1 de septiembre de 2016

El mundo mítico de las islas

El limonero real
Dirección y guión: Gustavo Fontán
Argentina/2016


Quienes seguimos con gozo la trayectoria de Gustavo Fontán, estábamos ansiosos por ver su reciente película, El limonero real, basada en la novela de Juan José Saer. Después de La orilla que se abisma ese trabajo experimental que realizara con el río y los poemas de Juan L.Ortiz, y El rostro, otro trabajo con el agua como elemento primordial, había que ver qué vuelta de tuerca daba a la filmación del litoral y su gente.

Soy fan de Saer, y creo que El limonero real es uno de sus textos más logrados, por el clima que crea y por la experimentación que lleva a cabo con el relato. Hace años y en otro contexto, intenté el análisis de la obra, que invita a múltiples lecturas. No era fácil la trasposición de esa novela al cine. Pensé que Fontán experimentaría con modos fílmicos de encarar la técnica de la repetición, que es la constante de la novela. Una y otra vez, la narración vuelve a la frase inicial y relata la historia de manera diferente. Sin embargo, la película deja toda experimentación de lado y nos da su propia manera de tratar el relato de manera lineal, reducido a la esencia de la acción, con una fotografía extraordinaria, como es habitual en el cine de Fontán, en este caso de Diego Poleri. La historia es mínima: el protagonista, un isleño, está invitado a pasar el último día del año en una isla cercana en la casa de su cuñada, hermana de su mujer; esta no quiere ir, aferrada al duelo por su hijo, muerto hace varios años. El hombre rema hasta la casa vecina, y allí transcurre su día, entre pescado asado, una siesta, la preparación de un cordero al asador y la fiesta nocturna, después de la cual regresa a su casa. El año pasado pudimos ver en el Centro de Experimentación Teatral del Teatro Colón la ópera homónima, con puesta de Maricel Álvarez. El libreto de Fernando Regueira también comprime la historia a su esencia, dejando de lado las elaboraciones lingüísticas de Saer, que en última instancia son privativas de la literatura.
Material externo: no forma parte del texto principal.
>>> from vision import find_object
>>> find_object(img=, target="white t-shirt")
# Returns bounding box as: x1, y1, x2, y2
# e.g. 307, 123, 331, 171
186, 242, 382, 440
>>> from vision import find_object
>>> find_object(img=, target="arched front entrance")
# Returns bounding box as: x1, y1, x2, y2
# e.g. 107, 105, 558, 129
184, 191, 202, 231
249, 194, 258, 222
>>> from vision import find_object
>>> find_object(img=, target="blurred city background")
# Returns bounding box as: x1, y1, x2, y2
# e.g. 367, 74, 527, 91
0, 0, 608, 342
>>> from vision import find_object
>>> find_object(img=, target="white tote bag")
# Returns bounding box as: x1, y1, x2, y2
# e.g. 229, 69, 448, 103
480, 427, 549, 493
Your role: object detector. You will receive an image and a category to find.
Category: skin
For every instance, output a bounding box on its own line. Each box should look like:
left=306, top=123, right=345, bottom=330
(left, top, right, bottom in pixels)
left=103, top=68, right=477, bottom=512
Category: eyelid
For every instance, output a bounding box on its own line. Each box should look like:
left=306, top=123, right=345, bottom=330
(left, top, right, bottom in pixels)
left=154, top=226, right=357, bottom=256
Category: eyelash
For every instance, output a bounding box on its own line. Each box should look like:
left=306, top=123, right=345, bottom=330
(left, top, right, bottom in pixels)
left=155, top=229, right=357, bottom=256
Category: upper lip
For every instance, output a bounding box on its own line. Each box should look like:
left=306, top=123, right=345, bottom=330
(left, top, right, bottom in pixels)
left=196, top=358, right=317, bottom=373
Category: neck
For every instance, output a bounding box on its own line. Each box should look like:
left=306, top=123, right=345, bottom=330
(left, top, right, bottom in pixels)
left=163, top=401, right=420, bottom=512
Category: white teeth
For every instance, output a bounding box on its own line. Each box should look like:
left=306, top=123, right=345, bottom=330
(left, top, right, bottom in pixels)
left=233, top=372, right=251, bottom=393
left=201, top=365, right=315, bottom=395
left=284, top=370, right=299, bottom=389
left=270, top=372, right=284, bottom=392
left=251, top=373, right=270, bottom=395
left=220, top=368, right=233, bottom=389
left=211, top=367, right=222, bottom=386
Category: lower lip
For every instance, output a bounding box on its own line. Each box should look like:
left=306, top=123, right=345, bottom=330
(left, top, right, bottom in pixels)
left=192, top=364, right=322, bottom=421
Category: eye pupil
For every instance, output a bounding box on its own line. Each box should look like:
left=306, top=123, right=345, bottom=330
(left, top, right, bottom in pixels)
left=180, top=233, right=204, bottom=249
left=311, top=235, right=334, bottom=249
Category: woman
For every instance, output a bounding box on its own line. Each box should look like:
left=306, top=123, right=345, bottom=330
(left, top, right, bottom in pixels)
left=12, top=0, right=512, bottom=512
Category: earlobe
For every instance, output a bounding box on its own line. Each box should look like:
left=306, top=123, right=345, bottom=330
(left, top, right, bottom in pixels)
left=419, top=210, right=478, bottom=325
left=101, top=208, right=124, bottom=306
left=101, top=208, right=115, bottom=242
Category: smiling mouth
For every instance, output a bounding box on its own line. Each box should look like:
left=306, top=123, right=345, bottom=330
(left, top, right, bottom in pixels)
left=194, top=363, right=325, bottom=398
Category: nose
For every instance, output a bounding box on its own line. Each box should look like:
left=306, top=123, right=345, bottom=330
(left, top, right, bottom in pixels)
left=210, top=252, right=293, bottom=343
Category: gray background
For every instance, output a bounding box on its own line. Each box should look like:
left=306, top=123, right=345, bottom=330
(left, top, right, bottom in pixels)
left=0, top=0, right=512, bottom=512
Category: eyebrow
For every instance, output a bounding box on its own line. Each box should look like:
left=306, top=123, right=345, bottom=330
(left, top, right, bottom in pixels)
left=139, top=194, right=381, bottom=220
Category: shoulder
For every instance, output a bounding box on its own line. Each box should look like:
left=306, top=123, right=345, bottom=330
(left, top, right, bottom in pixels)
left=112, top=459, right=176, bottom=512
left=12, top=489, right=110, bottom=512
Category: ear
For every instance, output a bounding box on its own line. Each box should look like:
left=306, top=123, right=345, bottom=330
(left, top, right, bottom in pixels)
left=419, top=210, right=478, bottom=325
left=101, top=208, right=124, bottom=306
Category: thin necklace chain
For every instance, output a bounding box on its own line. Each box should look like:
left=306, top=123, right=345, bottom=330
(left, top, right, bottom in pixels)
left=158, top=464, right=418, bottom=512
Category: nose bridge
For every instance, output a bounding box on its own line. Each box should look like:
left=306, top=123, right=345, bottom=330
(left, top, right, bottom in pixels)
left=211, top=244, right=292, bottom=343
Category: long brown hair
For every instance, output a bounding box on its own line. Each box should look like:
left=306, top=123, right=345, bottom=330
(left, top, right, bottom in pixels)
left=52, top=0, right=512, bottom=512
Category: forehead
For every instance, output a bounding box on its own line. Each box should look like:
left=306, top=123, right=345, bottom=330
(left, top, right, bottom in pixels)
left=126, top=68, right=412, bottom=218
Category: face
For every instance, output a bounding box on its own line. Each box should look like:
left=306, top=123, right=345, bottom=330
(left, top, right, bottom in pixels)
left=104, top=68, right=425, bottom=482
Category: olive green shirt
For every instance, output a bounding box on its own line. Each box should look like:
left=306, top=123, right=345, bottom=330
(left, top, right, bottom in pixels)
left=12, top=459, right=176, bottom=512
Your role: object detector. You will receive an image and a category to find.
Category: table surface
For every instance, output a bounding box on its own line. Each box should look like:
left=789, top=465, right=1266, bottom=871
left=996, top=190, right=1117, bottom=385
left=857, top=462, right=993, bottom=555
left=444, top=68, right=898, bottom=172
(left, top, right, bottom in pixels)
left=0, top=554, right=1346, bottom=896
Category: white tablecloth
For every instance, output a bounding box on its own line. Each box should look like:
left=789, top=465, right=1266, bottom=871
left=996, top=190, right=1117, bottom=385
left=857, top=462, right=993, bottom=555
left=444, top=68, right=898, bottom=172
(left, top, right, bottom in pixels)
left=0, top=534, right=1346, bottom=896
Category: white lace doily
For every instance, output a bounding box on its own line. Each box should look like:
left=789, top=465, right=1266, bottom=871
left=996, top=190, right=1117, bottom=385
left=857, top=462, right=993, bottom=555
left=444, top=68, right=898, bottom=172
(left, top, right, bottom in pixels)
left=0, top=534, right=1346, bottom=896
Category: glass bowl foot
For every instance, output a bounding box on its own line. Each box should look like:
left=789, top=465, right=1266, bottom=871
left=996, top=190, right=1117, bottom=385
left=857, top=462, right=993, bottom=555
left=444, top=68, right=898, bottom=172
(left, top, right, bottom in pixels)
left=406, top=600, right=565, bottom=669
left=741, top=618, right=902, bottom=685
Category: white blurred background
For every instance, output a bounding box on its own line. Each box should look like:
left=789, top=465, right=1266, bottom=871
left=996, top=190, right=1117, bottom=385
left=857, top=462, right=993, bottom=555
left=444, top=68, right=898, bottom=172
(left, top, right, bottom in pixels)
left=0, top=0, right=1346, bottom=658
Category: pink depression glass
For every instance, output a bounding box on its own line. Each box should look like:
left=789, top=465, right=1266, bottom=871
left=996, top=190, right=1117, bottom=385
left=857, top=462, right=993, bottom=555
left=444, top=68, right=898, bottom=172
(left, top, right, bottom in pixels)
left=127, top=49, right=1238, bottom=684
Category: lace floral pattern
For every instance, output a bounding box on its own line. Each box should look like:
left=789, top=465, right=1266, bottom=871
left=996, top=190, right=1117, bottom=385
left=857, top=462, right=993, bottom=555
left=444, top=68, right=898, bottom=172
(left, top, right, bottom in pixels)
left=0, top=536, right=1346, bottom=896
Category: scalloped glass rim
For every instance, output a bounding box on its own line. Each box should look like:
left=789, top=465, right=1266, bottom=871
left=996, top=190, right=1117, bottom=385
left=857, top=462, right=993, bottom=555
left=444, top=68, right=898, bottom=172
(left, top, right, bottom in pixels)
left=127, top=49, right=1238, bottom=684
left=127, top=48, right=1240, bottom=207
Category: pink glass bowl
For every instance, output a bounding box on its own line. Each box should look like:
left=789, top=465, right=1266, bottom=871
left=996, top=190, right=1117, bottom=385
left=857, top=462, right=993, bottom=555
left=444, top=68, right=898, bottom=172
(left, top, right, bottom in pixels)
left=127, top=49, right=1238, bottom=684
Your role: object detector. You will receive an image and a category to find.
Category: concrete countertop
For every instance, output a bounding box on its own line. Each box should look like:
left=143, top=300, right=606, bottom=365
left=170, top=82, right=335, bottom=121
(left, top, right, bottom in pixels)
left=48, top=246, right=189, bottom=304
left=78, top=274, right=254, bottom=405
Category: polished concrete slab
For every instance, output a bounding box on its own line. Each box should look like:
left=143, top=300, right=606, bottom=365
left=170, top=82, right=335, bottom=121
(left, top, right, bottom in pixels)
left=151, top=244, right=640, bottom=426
Resulta pertinente citar palabras que ha repetido Fontán en entrevistas: “Adaptar un libro al cine es un acto amoroso y violento”; hay una atracción admirativa y ciertas inevitables traiciones, por tratarse de artes y vías diferentes. El director ha realizado una apropiación para, con un punto de partida, crear una obra nueva. Otra característica de la novela es el trabajo con las imágenes visuales, y sobre todo el juego entre luz y sombra, los claroscuros que en este blog tanto amamos. Fontán tampoco suscribe del todo a este detalle, pero su fotografía aporta todo su propio y personal estilo para filmar la naturaleza, el follaje entramado, las orillas, el agua, el juego de luces. En la película de Fontán está presente el clima poético de Saer a partir de las imágenes visuales, los silencios, el tempo de morosidad, y sobre todo, la melancolía que imprime a cada plano, a cada escena. No menos importante es la banda sonora, sin música, con los sonidos que transmiten la presencia primordial de la naturaleza.


El elenco no podría adaptarse mejor a la historia, con actores profesionales y quienes no lo son. Germán de Silva cumple una nueva excelente performance, ya ha demostrado que es su hora de pasar a otros roles que lo saquen de su lugar tan clasista.

En toda su obra anterior, en la trilogía sobre su familia  y en aquellas obras acuáticas, Fontán ha puesto en evidencia que la narración es lo menos importante de su cine. A falta de intriga compleja, la presencia de los cuerpos toma relevancia en esta película: cuerpos vibrantes, vitales, deseantes, en íntimo contacto con la naturaleza, o formando parte de ella. Todo en la película remite a lo mítico o lo arquetípico: el ser natural, la madre inconsolable, la inmersión en el agua, el sacrificio del cordero, la fiesta, y sobre todo, el sentido de lo cíclico. Es el fin del año, y el principio del otro ciclo: el protagonista regresa al hogar y sabe que todo va a recomenzar.